Laura Philipp: „Der härteste Tag, den ich jemals gemacht habe“
Durch das dramatische DNF von Taylor Knibb lief Laura Philipp plötzlich doch noch auf einem Podiumsplatz die Palani Road herunter Richtung dem erlösenden Ziel, die anschließend ihr Rennen im ARD-Sportschau-Interview so einordnete: Das war für mich persönlich der härteste Tag, den ich jemals gemacht habe. Ich hatte eigentlich richtig Spaß beim Schwimmen und kam da ganz gut raus. Dann wurde es nur noch härter und härter. Es war so superwarm, ich wurde einmal richtig durchgekocht heute. Ich bin froh, dass ich mein Ding gemacht habe, denn was da draußen heute passiert ist, das gab hier noch nicht so oft in einem Rennen. Am Ende ist ein Teil vom Pacing, dass man sich das Rennen so einteilt, damit man es bis an die Finishline schafft. Ich hatte viele schwere Momente und ich bin stolz das ich immer bei mir geblieben bin. Danke an mein Team, die mich den ganz Tag supportet haben.“
Lisa Perterer als Kona-Rookie auf Rang fünf
Hinter der entthronten WM-Titelverteidigerin lief die Neuseeländerin Hannah Berry auf Rang vier, die sich nach der 30 km-Marke an der Österreicherin Lisa Perterer vorbeischieben konnte. Perterer brachte bei ihrem ersten Kona-Auftritt ihrerseits Rang fünf sicher nach Hause und zog damit mit Kate Allen gleich, die mit ihrem fünften Platz im Jahr 2005 bisher die bestplatzierte Österreicherin beim IRONMAN Hawaii war.

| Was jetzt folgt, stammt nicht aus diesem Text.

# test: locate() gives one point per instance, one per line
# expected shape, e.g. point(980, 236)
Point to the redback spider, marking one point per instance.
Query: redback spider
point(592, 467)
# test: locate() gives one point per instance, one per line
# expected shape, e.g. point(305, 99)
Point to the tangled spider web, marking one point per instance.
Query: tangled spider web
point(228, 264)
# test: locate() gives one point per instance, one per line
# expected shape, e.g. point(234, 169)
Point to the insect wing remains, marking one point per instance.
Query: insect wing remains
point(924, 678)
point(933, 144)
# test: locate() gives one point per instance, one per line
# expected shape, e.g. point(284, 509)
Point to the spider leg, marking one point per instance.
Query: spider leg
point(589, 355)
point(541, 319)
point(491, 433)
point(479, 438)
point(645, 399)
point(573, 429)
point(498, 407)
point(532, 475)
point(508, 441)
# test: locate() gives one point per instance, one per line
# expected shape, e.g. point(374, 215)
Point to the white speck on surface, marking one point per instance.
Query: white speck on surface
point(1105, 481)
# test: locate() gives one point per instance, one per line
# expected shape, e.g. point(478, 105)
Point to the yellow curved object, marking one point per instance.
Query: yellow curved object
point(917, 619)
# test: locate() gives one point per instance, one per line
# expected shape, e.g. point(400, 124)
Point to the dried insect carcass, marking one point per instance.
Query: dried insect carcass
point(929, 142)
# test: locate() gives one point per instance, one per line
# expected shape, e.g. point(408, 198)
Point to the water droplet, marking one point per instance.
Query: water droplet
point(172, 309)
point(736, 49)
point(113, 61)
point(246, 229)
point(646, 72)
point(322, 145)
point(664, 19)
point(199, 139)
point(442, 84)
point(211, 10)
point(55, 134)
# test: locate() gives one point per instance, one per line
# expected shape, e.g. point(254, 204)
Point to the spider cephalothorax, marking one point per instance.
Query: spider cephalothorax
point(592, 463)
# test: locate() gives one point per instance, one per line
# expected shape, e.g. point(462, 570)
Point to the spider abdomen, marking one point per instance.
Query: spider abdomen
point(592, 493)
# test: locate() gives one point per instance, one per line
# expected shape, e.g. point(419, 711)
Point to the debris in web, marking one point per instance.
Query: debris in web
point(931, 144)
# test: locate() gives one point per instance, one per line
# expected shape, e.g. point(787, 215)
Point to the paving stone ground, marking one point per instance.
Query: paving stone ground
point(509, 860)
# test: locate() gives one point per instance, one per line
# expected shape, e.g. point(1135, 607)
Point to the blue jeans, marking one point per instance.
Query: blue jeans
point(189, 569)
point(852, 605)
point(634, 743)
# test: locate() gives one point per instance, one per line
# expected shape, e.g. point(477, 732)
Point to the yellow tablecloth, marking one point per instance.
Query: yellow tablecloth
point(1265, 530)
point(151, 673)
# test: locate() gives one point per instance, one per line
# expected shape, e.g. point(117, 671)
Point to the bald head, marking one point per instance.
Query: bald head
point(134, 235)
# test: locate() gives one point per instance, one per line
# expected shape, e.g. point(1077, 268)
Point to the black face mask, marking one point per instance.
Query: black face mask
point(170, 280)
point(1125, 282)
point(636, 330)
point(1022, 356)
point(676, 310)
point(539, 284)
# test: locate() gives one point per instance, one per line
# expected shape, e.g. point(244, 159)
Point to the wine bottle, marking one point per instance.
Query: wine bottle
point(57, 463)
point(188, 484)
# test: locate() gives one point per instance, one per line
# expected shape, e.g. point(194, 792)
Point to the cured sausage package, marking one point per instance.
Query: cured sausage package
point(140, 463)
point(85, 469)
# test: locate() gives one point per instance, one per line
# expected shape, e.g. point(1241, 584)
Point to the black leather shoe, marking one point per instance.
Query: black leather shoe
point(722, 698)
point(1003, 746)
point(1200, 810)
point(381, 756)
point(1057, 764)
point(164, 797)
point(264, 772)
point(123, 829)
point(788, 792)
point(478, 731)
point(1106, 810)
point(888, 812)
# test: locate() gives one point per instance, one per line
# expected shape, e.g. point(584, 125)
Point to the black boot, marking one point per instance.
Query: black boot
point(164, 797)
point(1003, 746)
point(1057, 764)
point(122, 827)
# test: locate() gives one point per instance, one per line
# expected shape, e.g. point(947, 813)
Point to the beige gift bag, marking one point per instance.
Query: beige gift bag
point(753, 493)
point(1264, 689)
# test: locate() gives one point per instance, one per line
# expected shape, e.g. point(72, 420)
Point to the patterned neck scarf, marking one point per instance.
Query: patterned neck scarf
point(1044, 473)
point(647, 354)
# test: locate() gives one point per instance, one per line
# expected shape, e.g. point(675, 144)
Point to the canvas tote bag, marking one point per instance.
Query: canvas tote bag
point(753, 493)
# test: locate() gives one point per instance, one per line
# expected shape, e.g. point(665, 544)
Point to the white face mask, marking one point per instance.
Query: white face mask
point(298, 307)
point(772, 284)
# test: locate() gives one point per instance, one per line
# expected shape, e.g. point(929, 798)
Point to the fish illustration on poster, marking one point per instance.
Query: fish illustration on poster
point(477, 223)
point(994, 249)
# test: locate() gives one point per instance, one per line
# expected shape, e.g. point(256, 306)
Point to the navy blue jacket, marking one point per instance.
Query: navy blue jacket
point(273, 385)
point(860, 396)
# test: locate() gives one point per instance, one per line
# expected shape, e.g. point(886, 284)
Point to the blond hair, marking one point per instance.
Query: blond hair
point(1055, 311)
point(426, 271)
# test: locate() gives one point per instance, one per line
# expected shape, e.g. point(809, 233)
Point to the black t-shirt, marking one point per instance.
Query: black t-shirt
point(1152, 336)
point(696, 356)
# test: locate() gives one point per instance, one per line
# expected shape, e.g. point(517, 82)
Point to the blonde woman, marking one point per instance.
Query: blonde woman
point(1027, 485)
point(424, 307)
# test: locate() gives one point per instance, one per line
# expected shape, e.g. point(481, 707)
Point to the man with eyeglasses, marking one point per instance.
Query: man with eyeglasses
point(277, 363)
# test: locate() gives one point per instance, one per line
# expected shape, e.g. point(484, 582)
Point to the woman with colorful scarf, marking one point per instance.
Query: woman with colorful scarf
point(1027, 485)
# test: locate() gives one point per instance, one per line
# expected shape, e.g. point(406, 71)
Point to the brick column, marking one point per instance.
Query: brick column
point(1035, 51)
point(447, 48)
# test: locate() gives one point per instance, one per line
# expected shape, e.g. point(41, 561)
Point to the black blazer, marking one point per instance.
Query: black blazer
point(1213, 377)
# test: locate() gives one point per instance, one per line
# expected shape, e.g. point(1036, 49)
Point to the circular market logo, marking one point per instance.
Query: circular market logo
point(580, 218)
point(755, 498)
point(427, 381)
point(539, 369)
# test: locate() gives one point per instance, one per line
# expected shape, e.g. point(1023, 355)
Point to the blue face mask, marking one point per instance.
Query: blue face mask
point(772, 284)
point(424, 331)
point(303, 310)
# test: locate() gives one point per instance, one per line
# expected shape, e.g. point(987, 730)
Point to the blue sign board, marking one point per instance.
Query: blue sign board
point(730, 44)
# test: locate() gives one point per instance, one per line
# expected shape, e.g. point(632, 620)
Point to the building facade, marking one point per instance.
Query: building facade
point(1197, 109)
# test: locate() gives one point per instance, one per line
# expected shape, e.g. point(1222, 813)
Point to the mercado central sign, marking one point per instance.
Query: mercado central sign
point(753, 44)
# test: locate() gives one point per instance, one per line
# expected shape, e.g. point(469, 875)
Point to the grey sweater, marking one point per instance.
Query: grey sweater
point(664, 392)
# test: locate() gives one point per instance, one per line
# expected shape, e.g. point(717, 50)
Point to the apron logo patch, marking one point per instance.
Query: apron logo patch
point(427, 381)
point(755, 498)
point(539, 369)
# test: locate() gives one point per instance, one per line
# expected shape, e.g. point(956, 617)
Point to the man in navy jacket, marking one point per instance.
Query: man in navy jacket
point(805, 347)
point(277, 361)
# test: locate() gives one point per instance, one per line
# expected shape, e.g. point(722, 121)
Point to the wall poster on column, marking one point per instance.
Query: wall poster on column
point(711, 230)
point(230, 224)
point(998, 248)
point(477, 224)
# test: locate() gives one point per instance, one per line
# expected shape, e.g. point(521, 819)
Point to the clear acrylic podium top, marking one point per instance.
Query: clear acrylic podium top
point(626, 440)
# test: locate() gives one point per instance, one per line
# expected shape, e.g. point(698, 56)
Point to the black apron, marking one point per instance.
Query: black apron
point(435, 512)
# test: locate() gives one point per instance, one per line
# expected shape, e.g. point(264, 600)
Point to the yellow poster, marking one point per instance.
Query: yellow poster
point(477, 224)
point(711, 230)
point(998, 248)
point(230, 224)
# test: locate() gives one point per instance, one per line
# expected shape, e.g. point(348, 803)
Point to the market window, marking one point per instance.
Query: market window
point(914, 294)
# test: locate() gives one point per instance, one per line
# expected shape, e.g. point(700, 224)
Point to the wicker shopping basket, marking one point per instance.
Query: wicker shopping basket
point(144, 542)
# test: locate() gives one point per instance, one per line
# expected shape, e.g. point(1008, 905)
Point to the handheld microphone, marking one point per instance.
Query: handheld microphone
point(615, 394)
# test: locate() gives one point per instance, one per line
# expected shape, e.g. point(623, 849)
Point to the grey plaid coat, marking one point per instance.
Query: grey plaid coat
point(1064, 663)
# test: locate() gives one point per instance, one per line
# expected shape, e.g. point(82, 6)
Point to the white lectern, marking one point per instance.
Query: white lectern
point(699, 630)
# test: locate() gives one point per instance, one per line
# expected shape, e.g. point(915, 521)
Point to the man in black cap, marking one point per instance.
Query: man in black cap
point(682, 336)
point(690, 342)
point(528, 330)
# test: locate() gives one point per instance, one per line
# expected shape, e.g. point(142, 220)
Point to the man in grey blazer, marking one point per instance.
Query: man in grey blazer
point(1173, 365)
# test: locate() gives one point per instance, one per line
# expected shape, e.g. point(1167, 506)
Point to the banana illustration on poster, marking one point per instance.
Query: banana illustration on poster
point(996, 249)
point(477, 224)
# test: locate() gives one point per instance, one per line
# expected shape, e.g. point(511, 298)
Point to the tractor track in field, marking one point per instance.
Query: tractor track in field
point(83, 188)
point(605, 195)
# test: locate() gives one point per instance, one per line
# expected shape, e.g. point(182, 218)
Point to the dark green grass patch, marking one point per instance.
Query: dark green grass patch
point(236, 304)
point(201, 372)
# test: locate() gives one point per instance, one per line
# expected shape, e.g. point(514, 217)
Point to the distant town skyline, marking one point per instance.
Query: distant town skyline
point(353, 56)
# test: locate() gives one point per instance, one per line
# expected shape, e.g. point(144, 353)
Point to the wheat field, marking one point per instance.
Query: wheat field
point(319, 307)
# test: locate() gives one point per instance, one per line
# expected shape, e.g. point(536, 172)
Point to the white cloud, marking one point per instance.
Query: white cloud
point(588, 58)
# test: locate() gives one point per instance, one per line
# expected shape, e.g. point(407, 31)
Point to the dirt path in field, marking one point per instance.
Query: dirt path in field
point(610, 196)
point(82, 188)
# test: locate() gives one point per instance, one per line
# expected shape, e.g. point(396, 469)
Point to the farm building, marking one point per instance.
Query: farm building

Leonie Konczalla gelingt sensationelle Aufholjagd und läuft in die Top Ten
Top unterwegs war auch Leonie Konczalla, die mit einem 3:02er Marathon noch bis auf Rang neun nach vorne lief. Die Hamburgerin, vor zwei Jahren auf Rang 24, legte eine grandiose Aufholjagd hin. Von Rang 51 nach dem Schwimmen ging es auf Rang bis auf Platz 23 nach vorne, wo sie weitere 14 Platzierungen gut machen konnte.